At the first stage, Risk Identification, we made a list which we continued to add to further. This list included those disruptions that already happened, and those that fortunately did not happen, but which we saw as risks going forward.
Then began the analysis of all these risks and their classification by priority — Risk Assessment. The result was a table with product and project risks, which also indicates the probability and severity (on a 1-5 scale where 1 is very serious/high probability, and 5 is minimal seriousness/low probability):
In the next stage — Risk Mitigation — we needed to determine the depth of risk testing, so all the existing test cases were reviewed and the missing scripts were added. For some risks, only a possible response action plan was drawn up.
As a result, the following checks were selected, which correlated with each risk:
- TC1. Check the load if there are more than 10 simultaneous connections and transactions.
- TC2. Load verification with 5 simultaneous connections and transactions
- TC3. Check functions such as search, column filter, sorting and pagination on the Transaction Listing page if there are more than 800,000 transactions;
- TC4. Check functions such as search, column filter, sorting and pagination on the Transaction Listing page in the presence of 400,000 transactions;
- TC5. Simulation of temporary inaccessibility of payment processors;
- TC6. Processing of all statuses from payment processors;
- TC7. Checking the scoring for completed transactions.
We intentionally did not use the FMEA method, since in our situation everything was quite clear in terms of priorities and testing depth. Instead, we assigned a different color to each risk, which was related to the severity of the risk and the depth of testing.
So we ended up with a table that showed the correspondence of all risks and checks:
The risks highlighted in red and yellow required thorough stress testing and analysis of the capabilities of the system. In any case, a red risk is a high priority, yellow risks are less likely, but checks on them are also mandatory.
Risks highlighted in green required running all the positive scenarios and the main negative checks. In addition, we identified project risk actions — additional activities and solutions that can help.
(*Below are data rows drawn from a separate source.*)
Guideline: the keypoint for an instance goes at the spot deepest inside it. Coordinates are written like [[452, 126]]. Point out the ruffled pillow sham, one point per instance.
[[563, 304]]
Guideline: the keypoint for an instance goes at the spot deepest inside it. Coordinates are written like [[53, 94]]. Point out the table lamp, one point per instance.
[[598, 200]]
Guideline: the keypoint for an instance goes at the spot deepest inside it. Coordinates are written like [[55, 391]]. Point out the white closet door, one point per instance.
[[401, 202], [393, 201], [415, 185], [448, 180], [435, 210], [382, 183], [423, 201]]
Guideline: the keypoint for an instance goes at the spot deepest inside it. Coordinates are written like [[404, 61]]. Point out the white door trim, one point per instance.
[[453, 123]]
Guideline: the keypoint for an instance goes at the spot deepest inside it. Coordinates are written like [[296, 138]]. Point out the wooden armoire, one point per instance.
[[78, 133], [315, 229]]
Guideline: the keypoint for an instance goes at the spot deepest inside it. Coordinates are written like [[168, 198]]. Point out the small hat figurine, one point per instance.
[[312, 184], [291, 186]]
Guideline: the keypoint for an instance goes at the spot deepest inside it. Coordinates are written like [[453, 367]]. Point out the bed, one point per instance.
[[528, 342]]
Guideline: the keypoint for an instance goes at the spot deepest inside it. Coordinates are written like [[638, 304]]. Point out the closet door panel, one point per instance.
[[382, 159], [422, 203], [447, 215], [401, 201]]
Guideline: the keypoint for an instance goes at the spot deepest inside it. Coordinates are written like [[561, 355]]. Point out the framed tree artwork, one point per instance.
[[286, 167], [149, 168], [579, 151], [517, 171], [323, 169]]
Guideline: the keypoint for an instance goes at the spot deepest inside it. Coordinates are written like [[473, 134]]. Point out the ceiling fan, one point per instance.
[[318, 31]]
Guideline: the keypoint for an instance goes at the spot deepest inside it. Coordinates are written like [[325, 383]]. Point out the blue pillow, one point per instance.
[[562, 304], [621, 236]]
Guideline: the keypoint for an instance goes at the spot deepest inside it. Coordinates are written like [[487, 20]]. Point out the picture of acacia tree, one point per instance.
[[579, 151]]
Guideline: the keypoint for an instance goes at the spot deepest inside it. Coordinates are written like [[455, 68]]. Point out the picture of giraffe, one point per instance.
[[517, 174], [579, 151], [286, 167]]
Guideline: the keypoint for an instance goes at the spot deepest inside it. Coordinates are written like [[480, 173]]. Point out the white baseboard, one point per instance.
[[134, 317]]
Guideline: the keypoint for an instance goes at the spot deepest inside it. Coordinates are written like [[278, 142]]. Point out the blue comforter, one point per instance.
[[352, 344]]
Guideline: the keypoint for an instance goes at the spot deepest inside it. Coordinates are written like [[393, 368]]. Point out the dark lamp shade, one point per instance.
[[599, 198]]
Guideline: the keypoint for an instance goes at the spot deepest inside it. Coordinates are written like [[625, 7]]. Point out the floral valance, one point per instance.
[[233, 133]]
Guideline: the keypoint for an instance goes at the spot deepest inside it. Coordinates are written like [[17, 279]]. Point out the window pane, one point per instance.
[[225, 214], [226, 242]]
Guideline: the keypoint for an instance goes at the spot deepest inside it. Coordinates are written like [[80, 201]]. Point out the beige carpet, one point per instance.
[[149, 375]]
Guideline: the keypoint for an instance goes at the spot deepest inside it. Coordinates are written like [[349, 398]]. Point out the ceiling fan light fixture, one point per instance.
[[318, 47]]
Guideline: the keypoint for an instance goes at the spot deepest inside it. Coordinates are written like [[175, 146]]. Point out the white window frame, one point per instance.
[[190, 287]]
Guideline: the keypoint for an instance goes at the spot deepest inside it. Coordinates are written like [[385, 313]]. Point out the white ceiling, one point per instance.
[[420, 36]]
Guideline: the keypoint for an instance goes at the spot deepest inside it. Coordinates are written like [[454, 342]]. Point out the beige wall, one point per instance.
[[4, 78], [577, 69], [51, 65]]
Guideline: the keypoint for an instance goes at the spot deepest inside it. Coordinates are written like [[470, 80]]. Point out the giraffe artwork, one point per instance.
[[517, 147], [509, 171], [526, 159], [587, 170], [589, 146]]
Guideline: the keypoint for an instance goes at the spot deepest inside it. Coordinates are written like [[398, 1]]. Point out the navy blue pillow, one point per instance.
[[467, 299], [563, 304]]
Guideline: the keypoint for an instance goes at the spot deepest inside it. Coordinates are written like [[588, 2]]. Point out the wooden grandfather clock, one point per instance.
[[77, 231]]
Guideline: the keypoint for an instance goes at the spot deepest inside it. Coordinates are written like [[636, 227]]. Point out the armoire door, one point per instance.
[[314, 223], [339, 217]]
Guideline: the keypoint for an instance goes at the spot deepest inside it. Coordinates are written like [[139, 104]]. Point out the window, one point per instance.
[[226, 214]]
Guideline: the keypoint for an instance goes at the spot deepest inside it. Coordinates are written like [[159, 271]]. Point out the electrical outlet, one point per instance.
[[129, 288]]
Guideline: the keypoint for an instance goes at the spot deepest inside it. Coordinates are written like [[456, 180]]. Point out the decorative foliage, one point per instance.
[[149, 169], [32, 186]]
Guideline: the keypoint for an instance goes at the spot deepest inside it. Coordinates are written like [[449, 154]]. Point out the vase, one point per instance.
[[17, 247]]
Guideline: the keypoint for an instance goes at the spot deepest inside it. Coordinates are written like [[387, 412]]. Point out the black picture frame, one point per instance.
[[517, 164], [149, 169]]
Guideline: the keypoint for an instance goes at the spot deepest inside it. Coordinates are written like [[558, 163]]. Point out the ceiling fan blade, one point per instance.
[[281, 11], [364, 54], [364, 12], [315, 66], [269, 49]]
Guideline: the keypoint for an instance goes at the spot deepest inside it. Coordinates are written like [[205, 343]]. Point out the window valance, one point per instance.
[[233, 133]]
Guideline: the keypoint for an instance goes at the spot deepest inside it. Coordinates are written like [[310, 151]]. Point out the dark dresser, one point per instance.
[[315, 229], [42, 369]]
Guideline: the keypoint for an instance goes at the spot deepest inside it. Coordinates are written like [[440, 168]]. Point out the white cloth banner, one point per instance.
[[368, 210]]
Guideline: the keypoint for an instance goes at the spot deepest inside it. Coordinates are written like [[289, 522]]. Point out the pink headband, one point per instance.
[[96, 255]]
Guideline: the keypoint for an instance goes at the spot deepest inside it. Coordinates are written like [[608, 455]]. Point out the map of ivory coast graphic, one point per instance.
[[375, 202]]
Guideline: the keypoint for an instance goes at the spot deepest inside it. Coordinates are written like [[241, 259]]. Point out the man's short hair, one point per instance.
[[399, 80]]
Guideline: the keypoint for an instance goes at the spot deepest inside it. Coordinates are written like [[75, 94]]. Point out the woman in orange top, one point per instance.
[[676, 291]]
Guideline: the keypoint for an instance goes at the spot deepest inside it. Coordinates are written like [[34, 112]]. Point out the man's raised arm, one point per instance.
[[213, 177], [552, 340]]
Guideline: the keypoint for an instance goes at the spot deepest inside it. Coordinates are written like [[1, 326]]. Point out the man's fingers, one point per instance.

With risk “PR1: The presence of hard-to-reproduce cases that cannot be detected in a test environment,” we took the following steps:
- Prepare “pre-production” which is as close as possible to the real application environment, in conjunction with all external systems.
- Write end-to-end test scripts that pass through all the adjacent systems and provide transaction verification.
Conclusion and Findings
We can say with confidence that risk-based testing can help cover the most risky areas with test cases. Such a strategy is ideal for a system with complex business logic — most fintech products for example. The costs of any error can be very high and expensive, a risk-based approach provides additional insurance.
The main thing is that this insurance is timely!
We as a team walked away from this experience well aware that adhering to a risk-based testing strategy earlier in the product life cycle could have saved us from many headaches. The lessons from this have carried over into how we approach testing across all our projects.